With a new iPhone 5 on the Verizon LTE network, I’ve been experimenting with Siri for simple tasks and information requests. Getting disappointingly mixed results. Until I learned how to get the best results from Siri, I found myself wasting time trying to correct Siri’s mistakes. But when she works properly, it’s delightful.
What I’ve learned is that my normal speaking voice and cadence cause Siri to make too many errors. To get the best out of Siri, I’ve had to learn to slow down, speak more simply, use keyword-style diction, and enunciate more clearly.
I try to avoid flowing sentences or words that sound as if they run together. As a result my interactions with Siri sound somewhat robotic, but they get the job done…
As an example of cadence problems, when I asked Siri to launch the web page for Amazon’s wine store, Siri heard “swine,” and displayed a Google search results page with information about pigs.
When I ask Siri to find something that is stored on my phone (such as contact or calendar info), I do so using keywords that often appear on the iPhone. So I get better results when I ask Siri to “call Dad Wilson’s home phone” rather than “call Dad.” Sadly, my takeaway on how best to use Siri is that it’s yet another example of humans having to learn from the technology, rather than vice versa.
That said, I’ve found dictating text messages via iMessage (on the iPhone or my new MacBook Pro) to be a lovely time-saver. The content of text messages is usually quite simple, so the lack of complexity drives better results with Siri.

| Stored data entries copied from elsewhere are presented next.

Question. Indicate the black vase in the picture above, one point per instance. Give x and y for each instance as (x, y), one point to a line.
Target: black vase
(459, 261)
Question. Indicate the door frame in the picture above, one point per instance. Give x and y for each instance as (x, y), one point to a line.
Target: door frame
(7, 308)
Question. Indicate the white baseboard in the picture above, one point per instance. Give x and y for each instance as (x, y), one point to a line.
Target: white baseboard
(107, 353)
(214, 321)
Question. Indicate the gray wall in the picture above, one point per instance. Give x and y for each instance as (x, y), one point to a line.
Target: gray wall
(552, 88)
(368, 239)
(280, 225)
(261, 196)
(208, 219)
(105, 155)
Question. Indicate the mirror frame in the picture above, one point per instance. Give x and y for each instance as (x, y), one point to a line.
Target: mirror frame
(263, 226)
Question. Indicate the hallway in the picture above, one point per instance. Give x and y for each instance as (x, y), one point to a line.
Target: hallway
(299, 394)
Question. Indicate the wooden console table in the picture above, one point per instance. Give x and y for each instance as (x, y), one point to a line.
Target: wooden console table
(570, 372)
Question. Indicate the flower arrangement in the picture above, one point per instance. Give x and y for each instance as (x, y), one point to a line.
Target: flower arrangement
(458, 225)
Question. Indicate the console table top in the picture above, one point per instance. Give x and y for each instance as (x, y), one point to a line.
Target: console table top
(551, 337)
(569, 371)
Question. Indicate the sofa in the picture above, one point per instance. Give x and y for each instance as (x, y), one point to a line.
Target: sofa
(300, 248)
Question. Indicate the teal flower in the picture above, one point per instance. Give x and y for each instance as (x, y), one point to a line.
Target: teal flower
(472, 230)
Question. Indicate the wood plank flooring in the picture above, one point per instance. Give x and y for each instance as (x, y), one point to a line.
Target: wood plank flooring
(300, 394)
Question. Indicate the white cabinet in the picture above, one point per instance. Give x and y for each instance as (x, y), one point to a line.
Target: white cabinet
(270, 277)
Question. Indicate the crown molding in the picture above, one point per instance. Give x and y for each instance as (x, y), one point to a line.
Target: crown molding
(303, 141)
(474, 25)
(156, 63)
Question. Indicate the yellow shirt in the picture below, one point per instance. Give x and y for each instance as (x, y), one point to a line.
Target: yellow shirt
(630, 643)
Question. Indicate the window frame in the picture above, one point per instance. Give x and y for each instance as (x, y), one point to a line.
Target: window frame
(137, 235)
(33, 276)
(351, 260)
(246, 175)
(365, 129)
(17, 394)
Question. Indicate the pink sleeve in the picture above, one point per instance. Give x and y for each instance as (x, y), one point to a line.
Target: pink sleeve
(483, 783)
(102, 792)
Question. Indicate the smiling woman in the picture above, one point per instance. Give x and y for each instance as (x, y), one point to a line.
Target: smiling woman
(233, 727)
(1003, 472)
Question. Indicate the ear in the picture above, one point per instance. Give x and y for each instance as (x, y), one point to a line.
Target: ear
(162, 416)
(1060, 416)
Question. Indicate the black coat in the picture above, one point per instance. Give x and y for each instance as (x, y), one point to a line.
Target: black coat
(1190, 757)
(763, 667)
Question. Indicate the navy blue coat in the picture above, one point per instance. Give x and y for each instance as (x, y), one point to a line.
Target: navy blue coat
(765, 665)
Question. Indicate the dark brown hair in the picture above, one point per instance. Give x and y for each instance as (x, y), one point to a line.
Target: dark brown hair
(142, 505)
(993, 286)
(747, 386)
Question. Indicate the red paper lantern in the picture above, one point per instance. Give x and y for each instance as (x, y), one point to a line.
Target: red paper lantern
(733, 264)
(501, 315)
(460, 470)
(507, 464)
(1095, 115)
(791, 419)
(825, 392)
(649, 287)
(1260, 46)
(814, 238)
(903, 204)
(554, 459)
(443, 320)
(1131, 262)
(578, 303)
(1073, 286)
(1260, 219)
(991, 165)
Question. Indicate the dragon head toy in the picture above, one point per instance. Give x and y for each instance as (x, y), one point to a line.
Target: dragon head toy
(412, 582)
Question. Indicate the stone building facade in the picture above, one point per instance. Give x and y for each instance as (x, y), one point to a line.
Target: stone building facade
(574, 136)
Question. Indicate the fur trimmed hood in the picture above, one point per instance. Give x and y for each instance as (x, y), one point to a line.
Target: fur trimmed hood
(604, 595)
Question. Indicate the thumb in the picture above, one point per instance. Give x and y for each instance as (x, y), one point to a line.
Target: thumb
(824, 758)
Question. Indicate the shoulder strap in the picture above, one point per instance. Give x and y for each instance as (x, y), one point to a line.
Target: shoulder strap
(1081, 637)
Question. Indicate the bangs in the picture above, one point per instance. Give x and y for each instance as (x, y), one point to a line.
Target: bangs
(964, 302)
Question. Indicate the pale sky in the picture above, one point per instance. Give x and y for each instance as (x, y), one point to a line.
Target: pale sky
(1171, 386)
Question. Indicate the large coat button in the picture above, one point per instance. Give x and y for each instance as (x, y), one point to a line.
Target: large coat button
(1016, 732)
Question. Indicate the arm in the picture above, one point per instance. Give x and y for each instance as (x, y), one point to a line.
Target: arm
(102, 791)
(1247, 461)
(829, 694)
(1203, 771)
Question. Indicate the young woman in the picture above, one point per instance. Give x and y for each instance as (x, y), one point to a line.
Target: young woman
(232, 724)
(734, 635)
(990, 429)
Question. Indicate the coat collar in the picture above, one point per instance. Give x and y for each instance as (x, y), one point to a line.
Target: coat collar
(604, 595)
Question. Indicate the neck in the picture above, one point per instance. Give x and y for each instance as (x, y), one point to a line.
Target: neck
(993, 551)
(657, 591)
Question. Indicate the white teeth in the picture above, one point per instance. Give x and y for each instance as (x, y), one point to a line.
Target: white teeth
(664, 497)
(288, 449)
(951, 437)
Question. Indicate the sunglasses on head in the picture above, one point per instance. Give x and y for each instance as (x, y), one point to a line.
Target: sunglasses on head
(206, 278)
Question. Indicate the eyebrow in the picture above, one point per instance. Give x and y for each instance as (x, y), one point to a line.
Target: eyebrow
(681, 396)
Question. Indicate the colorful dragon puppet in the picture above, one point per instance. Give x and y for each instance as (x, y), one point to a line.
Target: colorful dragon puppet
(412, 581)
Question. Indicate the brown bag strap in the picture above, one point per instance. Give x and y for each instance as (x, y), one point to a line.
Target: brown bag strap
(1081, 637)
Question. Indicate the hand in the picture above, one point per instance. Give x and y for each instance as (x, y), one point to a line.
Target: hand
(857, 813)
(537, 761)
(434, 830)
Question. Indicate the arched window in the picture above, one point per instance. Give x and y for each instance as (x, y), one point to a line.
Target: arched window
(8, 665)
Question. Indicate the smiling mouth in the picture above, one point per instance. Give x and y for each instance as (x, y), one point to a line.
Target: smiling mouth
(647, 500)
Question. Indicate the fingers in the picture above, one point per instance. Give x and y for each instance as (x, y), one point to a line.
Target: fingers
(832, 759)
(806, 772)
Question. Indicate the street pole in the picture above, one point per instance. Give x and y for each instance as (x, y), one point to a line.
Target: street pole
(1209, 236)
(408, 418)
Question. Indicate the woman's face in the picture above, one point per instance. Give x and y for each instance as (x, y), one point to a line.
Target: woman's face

Net net: there are occasional moments of delight, clear time-savers and conveniences in a narrow domain, but the overall results are still underwhelming. Apple knows that Siri is not yet ready for prime time, so Apple positions Siri as a beta product.
Fortunately, technology leaders like Apple and Microsoft are hard at work to find ways that will enable us to speak more naturally to or through our devices, and get the results we expect.
Microsoft: What’s Cooking in the Lab
Microsoft Research has begun demonstrating a more accurate, real-time speech recognition capability that also leverages machine language translation technology. Microsoft claims this speech recognition approach drives 30% fewer mistakes than the other technologies on the market today. This 10-minute video shows Rick Rashid, head of Microsoft Research, demonstrating this technology. It’s worth watching to see how far they’ve come in the lab.
First you’ll see real-time transcription of his speech (like next-gen closed captioning) — amazingly good, but not error-free. Then you see the technology translating Rashid’s speech into Chinese Mandarin; first as written language and then spoken language.
What’s amazing is that the spoken version of the machine-language translation attempts to mimic the speaker’s natural tones and cadences. Just imagine the improvements when this evolves from the lab to a commercial quality product!
I think the Microsoft technology demonstration gives us a peek at what the future has in store for us. A world in which we can use our own voice to more accurately direct our devices to carry out specific task requests, as well as one that enables us to communicate with other people across language barriers.